In Topic: Naming time? (how to measure time ingame)

20 December 2013 - 04:44 PM

If you are using a month as a time cycle you could show a moon picture waxing and waning from full moon to sliver.

In Topic: World War 2 Game - Economy Concept

19 December 2013 - 08:02 PM

You might want to add the civilian populations as a resource to be kept track of. Not everyone is in the military, but the civilian population is a resource as well. To keep the factories running, perform administrative tasks, manage shipping and well everything not related directly to combat.


Eventually the world war took a bad turn and killing civilians became a lateral goal to aid in the war effort, it was called collateral damage but it weakened moral and the ability to recover and carry on the fight.


Then there are partisans, freedom fighters or rebels that are not soldiers, or not soldiers of the country they harass.


If you are focusing only on the merchant and naval fleet at sea these things may not matter as much in this game.

In Topic: A diffrent type of rts.

19 December 2013 - 07:49 PM

Unless you purposefully pick out identifiable traits and try to tie them into the real world as a poorly disguised inside joke, I don't see anything wrong with making black orcs tougher yet possibly not as smart as goblins or whatever. In lord of the rings the black skinned/painted orcs with the white hand mark on them were stronger. bred that way out of the earth as a twisted form of elf.

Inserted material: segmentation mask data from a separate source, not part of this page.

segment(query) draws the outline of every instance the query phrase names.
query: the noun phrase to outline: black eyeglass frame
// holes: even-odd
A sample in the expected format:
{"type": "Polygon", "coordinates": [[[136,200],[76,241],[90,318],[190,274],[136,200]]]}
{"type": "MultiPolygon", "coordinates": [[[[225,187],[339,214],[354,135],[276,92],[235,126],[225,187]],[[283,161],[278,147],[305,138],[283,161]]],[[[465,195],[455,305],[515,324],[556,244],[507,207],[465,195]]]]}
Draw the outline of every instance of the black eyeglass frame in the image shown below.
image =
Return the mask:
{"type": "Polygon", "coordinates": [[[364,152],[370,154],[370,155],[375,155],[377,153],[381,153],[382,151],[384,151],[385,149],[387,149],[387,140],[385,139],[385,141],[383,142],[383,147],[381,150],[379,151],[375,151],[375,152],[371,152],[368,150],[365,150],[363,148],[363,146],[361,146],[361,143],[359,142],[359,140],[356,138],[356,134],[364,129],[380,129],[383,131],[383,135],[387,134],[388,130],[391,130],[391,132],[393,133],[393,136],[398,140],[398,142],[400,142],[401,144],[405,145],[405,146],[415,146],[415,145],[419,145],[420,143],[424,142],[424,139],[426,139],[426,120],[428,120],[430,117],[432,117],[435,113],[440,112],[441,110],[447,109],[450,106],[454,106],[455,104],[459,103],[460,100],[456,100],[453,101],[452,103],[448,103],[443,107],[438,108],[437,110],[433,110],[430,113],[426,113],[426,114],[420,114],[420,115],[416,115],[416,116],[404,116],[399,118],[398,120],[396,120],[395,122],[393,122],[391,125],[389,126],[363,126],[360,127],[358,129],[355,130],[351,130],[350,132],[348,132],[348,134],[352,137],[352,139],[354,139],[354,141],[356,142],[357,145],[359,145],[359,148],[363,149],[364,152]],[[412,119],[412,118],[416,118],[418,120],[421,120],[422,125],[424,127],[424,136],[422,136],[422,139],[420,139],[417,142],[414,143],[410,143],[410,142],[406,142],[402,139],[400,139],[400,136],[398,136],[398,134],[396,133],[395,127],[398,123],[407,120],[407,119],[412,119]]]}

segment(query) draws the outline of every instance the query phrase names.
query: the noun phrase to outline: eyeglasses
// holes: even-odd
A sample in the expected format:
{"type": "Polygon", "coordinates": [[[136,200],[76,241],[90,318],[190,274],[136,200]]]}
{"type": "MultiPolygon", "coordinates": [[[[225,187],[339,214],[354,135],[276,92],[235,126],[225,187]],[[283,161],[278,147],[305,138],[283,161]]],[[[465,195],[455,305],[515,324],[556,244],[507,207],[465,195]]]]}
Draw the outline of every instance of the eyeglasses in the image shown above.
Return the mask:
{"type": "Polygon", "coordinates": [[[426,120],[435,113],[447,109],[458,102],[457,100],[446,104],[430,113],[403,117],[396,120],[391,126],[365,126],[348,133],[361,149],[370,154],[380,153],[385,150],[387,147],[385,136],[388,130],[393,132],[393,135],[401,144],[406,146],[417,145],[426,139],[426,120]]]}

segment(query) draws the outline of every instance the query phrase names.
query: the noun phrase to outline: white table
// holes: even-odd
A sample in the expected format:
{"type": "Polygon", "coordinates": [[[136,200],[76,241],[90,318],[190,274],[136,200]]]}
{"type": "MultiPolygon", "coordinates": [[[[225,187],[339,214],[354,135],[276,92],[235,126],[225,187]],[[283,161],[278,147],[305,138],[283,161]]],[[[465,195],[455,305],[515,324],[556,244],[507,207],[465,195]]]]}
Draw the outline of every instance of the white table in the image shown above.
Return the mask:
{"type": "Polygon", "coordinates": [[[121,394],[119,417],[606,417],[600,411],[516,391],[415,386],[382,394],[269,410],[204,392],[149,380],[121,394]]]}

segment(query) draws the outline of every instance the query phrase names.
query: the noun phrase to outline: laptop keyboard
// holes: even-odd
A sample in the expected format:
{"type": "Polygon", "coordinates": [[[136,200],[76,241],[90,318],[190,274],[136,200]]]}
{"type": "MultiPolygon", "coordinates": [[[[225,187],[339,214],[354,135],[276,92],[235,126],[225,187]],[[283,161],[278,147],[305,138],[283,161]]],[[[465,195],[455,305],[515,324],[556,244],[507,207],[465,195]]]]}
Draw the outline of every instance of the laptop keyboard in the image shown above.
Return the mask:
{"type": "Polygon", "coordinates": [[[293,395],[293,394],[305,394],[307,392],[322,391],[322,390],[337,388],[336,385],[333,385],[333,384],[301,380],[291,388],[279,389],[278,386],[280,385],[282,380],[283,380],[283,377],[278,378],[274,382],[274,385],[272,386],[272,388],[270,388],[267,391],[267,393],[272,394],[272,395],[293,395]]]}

There is no way to avoid having characteristics that set races apart and personalize them in a fantasy world. Players will want to look at a race, read a short description and have a feel for what its all about. So having intelligent devious yet weak goblins or gnomes breed with a big nasty troll to create a half breed that's not quite as large as a troll, but is more cunning and agile could make it a desired pairing.


If you go into detail as much as the "sims" game goes to personalize every character in the game, and then breed them together it would be way too much micromanagement for a rts.


What you could do is develop a combination, take the trolls and goblins base hereditary stock, and then experiment with percentages of lineage from each type to end up with a desired set of characteristics or stats in combat. Then once discovered you could apply those base races as resources that you must combine in the correct parts or fractions thereof. And as long as you have the right mix of the base breed you can create a stock or barracks of the hybrid. After that they could just breed with eachother.


I think this type of game could be fun, as it may end up like spore but instead of one race you have various genetic branches you can explore.


I think what others may have posted worries about is a deep seated ethnic slant to the game corresponding with real world peoples and cultures.


I don't think its an issue as its a game, and you would have to go out of your way to pattern in such slights.


If you are familiar with the wheel of time series, the trollocs in those books are humanoids with various beastial mixes to them. Horns, feathers, claws, hooves and all in a humanish looking form. That may give some inspiration.

In Topic: Naming time? (how to measure time ingame)

19 December 2013 - 03:07 PM

(just an idea)


You could have a clock, or what looks like a clock with a min hand but no hour hand. One revolution could be a day, or week, or month, or year that you set it for. Any time something is selected a number appears digitally near the middle of the clock counting down full revolutions of that min hand until that task is completed.


So if you set the clock to count as a single day for one complete circle of the min hand, and you target a structure that takes four and a half more days to complete, the digital readout would show 4.5


Looking at budget window and there are 25 more days until taxes are paid/due then it would show 25


The min hand would continue to go around the clock at the same pace, counting off one full day every rotation.


Changing the speed of the game 1x 2x 3x 4x would make it spin faster, or alternatively make everything require less "days" or revolutions to complete.


That way in one corner of the screen you are showing time passing, and also a way to quickly show progress on any action you are taking with just a few digits in the middle of the clock.